If ARP fails, the ISP is not routing it, or the link has a VLAN or PPPoE mismatch.
If NAT is missing:
- Add SNAT for LAN -> WAN IP.
- Check outbound connections from a laptop with a site such as ifconfig.me. The external IP should match the assigned static IP.
Verifying device firmware updates
Check the firmware in Sophos Central or the SD-RED management page. Firmware bugs can break tunnels or routing. If an update is available:
- Note the current version.
- Read the release notes for known fixes.
- Set a maintenance window.
- Update and retest connectivity.
If support suspects firmware, capture logs and version info before updating so you can roll back if needed.
Confirming internet access
From a LAN host and from the SD-RED:
-
ping 8.8.8.8Expected: less than 5% packet loss and sub-100 ms latency
-
curl -I https://example.comExpected: 200 or 301 headers
-
Traceroute to a public IP.
Expected: the first hop is the ISP gateway
Also check NAT:
- Open ifconfig.me from a LAN host and confirm the external IP matches the assigned static IP.
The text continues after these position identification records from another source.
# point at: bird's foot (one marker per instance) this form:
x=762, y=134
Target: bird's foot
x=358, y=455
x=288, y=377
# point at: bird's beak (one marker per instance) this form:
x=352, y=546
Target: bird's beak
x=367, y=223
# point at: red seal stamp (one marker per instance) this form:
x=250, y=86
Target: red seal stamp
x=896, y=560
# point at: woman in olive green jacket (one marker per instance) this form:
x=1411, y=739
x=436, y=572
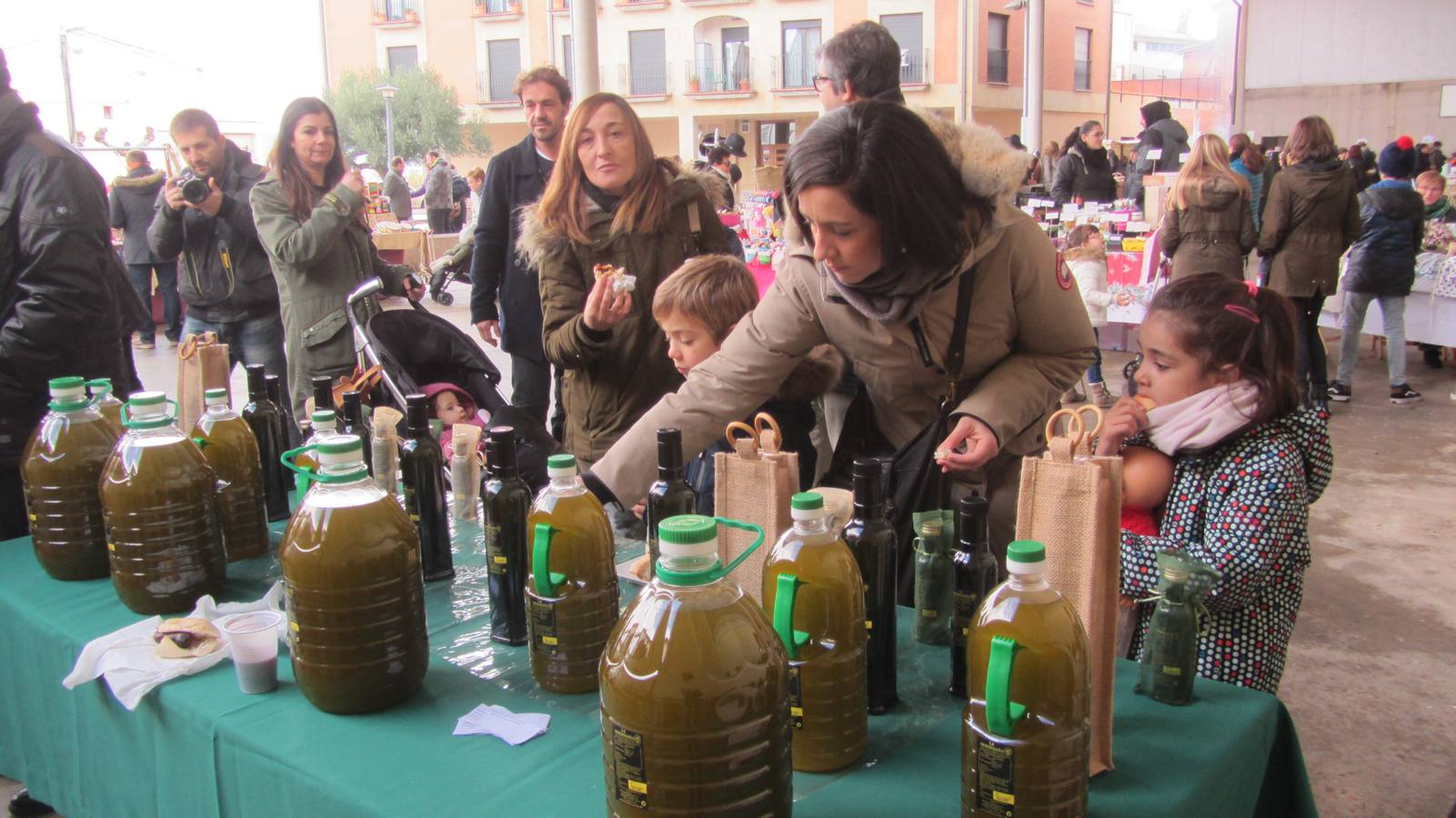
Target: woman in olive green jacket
x=1310, y=217
x=610, y=203
x=309, y=215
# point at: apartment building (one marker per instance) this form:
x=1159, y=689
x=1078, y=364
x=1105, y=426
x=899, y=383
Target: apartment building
x=692, y=67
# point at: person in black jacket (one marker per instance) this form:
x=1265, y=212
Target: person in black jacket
x=65, y=307
x=131, y=196
x=1382, y=266
x=225, y=273
x=1085, y=171
x=506, y=303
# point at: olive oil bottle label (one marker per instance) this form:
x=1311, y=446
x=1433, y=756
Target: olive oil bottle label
x=963, y=614
x=494, y=554
x=996, y=774
x=795, y=697
x=628, y=766
x=543, y=628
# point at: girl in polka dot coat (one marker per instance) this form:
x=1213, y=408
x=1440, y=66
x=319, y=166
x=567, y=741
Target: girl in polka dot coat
x=1248, y=462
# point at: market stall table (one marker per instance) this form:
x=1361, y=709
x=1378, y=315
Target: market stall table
x=198, y=747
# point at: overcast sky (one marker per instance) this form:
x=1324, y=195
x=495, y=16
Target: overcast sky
x=240, y=62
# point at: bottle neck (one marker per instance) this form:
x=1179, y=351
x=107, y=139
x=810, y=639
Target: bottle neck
x=811, y=525
x=1029, y=581
x=567, y=485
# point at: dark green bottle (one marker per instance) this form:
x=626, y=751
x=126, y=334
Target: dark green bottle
x=1171, y=653
x=974, y=574
x=284, y=425
x=670, y=495
x=353, y=423
x=262, y=418
x=506, y=500
x=421, y=466
x=872, y=542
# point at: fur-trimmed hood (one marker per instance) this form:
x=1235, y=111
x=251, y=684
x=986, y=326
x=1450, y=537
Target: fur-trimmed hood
x=536, y=241
x=813, y=375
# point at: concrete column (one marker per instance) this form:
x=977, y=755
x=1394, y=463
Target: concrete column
x=1032, y=85
x=584, y=50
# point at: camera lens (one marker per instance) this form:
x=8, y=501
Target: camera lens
x=196, y=189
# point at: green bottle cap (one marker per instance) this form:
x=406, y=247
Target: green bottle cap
x=807, y=501
x=1025, y=552
x=688, y=530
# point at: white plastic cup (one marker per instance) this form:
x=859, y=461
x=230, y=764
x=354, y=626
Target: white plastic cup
x=254, y=638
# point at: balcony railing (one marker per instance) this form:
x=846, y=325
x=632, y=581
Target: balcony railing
x=998, y=65
x=714, y=76
x=642, y=79
x=915, y=65
x=397, y=12
x=484, y=7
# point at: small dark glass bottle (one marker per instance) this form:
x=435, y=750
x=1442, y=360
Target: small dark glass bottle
x=353, y=423
x=872, y=542
x=506, y=500
x=974, y=574
x=284, y=424
x=670, y=495
x=421, y=464
x=322, y=394
x=262, y=418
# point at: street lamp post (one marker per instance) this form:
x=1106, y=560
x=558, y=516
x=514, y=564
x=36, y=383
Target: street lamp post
x=387, y=92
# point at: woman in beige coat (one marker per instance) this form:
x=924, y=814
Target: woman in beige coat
x=890, y=212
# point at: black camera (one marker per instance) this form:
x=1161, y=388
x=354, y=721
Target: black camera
x=194, y=186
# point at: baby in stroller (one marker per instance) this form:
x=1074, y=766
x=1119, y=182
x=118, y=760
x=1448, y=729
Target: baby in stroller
x=453, y=404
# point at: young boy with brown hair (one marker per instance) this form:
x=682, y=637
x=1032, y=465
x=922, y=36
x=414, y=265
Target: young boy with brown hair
x=698, y=307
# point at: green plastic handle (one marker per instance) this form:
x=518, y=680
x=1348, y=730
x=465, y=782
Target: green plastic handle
x=1000, y=711
x=758, y=530
x=545, y=580
x=788, y=590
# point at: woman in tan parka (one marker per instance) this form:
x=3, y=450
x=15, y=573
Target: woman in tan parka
x=891, y=210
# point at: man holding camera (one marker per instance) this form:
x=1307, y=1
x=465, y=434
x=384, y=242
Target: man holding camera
x=204, y=217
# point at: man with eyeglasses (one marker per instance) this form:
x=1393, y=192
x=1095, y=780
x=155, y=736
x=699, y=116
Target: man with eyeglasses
x=859, y=63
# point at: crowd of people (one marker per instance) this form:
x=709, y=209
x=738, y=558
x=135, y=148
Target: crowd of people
x=889, y=212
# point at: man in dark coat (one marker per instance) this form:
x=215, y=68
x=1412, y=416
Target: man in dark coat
x=506, y=303
x=65, y=307
x=226, y=277
x=131, y=198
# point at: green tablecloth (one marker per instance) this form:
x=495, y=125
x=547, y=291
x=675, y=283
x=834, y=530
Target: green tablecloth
x=198, y=747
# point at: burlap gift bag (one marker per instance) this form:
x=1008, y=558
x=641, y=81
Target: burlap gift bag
x=1072, y=503
x=753, y=484
x=203, y=364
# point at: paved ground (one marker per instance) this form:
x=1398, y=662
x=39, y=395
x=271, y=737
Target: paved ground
x=1369, y=677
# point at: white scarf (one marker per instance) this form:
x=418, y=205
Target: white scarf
x=1204, y=418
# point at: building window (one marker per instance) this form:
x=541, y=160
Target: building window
x=998, y=53
x=1082, y=60
x=801, y=43
x=402, y=58
x=504, y=57
x=567, y=58
x=647, y=51
x=909, y=33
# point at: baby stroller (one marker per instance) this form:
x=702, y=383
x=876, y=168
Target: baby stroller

Monitoring connectivity stability
Watch the logs for a while after the fix:
-
tail -f /var/log/messagesOr use the Sophos log view.
-
Look for repeated
remote connection failedentries or interface flaps.
Set a short scripted check:
while true; do ping -c1 8.8.8.8 || echo "$(date) ping failed"; sleep 60; done
That gives you an immediate warning if it starts failing again.
Documenting changes made
Write a tight change log:
- Date, change made, who approved it, exact commands, before and after outputs, rollback steps
Keep the exact errors you saw and the final verification outputs. It makes the next round of troubleshooting much less annoying.
Root cause and remediation
- If the gateway is unreachable and ARP fails, the root cause is layer 2 or ISP configuration. Fix the VLAN or PPPoE setup, or get the ISP to route the static IP.
- If the default route is missing, the root cause is the gateway config. Set the correct default route.
- If firewall rules block traffic, the root cause is rule order or missing NAT. Add an explicit allow rule and configure SNAT.
I keep changes minimal and reversible. Change one thing at a time and capture the before and after output. That stops the guessing.